The scene is vivid in my memory.
I’m 5 years old, riding in a light blue 1972 GMC pickup while Mom is driving. We’re towing a stock trailer loaded with cows.
“You watch that way and see if there’s any cars coming,” she tells me.
The gravel road we’re traveling on meets the highway at the bottom of a hill. She explains that if we come to a stop, the truck won’t be able to pull all that weight up the hill.
I sit up on my knees, look out on the ribbon of highway stretching between fields, and tell her the road is clear.
“Here we go,” Mom says.
She grips the steering wheel, blows right past that stop sign and doesn’t let her foot off the gas til we crest the hill.
Mom could do a lot of things.
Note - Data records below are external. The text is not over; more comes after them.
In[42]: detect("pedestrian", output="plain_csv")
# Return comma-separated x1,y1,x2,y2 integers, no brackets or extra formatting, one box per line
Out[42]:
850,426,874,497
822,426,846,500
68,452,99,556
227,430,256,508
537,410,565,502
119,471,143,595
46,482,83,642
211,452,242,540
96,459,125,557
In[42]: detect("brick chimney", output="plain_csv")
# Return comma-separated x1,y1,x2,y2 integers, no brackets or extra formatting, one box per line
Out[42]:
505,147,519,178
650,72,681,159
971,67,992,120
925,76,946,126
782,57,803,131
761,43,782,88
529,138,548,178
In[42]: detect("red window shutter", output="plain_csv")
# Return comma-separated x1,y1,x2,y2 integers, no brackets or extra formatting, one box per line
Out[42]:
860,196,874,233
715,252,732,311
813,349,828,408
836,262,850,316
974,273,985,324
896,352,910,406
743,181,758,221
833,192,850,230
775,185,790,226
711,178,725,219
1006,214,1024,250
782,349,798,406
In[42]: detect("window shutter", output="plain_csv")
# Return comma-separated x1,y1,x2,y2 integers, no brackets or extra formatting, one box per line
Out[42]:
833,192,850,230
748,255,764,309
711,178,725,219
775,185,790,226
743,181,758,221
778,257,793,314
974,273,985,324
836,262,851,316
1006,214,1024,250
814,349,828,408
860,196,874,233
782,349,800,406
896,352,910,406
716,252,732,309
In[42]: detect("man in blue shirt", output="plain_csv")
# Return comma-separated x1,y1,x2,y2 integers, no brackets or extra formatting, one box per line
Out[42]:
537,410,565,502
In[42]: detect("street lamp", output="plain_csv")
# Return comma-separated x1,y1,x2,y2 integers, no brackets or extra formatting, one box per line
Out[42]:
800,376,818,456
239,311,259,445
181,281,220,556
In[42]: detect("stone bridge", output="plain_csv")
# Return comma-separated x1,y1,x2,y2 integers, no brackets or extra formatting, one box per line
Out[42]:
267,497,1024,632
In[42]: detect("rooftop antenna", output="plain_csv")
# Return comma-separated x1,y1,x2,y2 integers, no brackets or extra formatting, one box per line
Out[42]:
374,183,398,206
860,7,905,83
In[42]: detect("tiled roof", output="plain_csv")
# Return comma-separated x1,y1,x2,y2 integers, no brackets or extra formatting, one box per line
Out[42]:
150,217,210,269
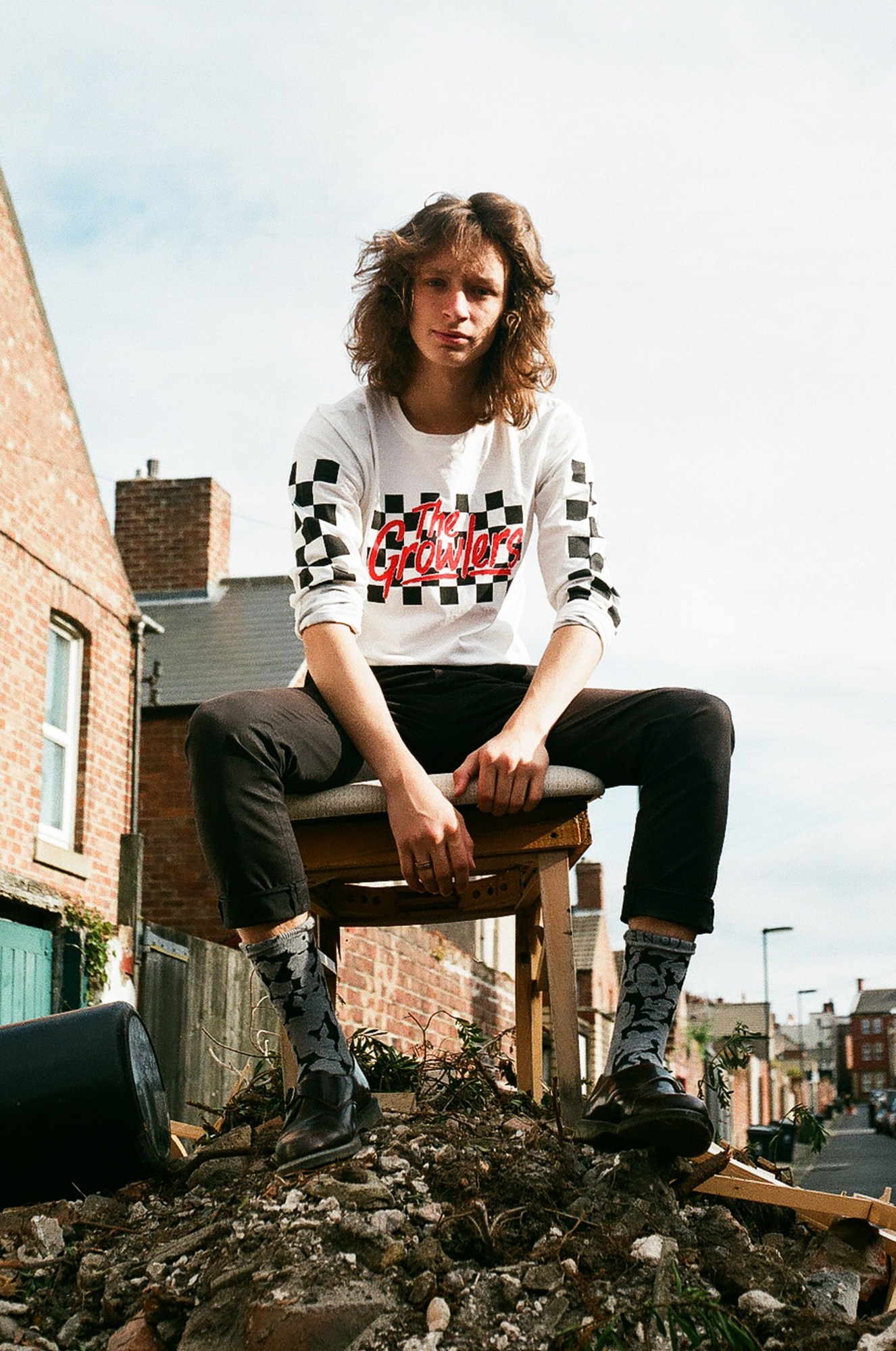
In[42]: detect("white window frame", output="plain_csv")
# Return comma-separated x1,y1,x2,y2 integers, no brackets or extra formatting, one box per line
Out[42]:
38,615,84,850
She taught Sunday school, canned green beans, read story books and stretched $10 a long way in the grocery store.
Deep down, though, she was always a cowgirl.
I’ve been thinking about Mom this week. I wondered what she’d say when I complained that people who didn’t get my attempt at satire told me I have no idea what it’s like to be a farmer.
She’d probably say they were partially right. After all, I’ve had indoor plumbing my whole life and never, ever wrung the neck of a chicken.
It was Mom who taught me how to make elderberry jelly and coax a newborn calf to nurse from a bottle. It was Mom who showed me how to grow tomatoes and make hand-me-downs seem almost as good as new.
She woke us up early on Saturday mornings and asked, “Do you want to hoe, chop wood or work?”
Life on the farm was tough, but Mom taught us we did it because we loved the life it provided, not because it paid well or brought accolades.
She showed us there are a lot more important things in life than money.
It was Mom, the cowgirl, who encouraged me to become an FFA state officer. When I majored in agriculture science in college, Mom told me that was fine, but I needed to take some journalism courses, too. She knew better than anybody where my skills would be best used.
There are still days I get discouraged, though. That’s probably why I’ve been thinking about Mom at the wheel.
She was a small red-head at age 50 — she was 45 when she gave birth to me, the youngest of eight children — running full throttle down the highway towing several tons of cattle.
She’d say you can do more than you think you can and sometimes, you have to “cowgirl up.”
Just ignore the stop signs and keep on truckin’.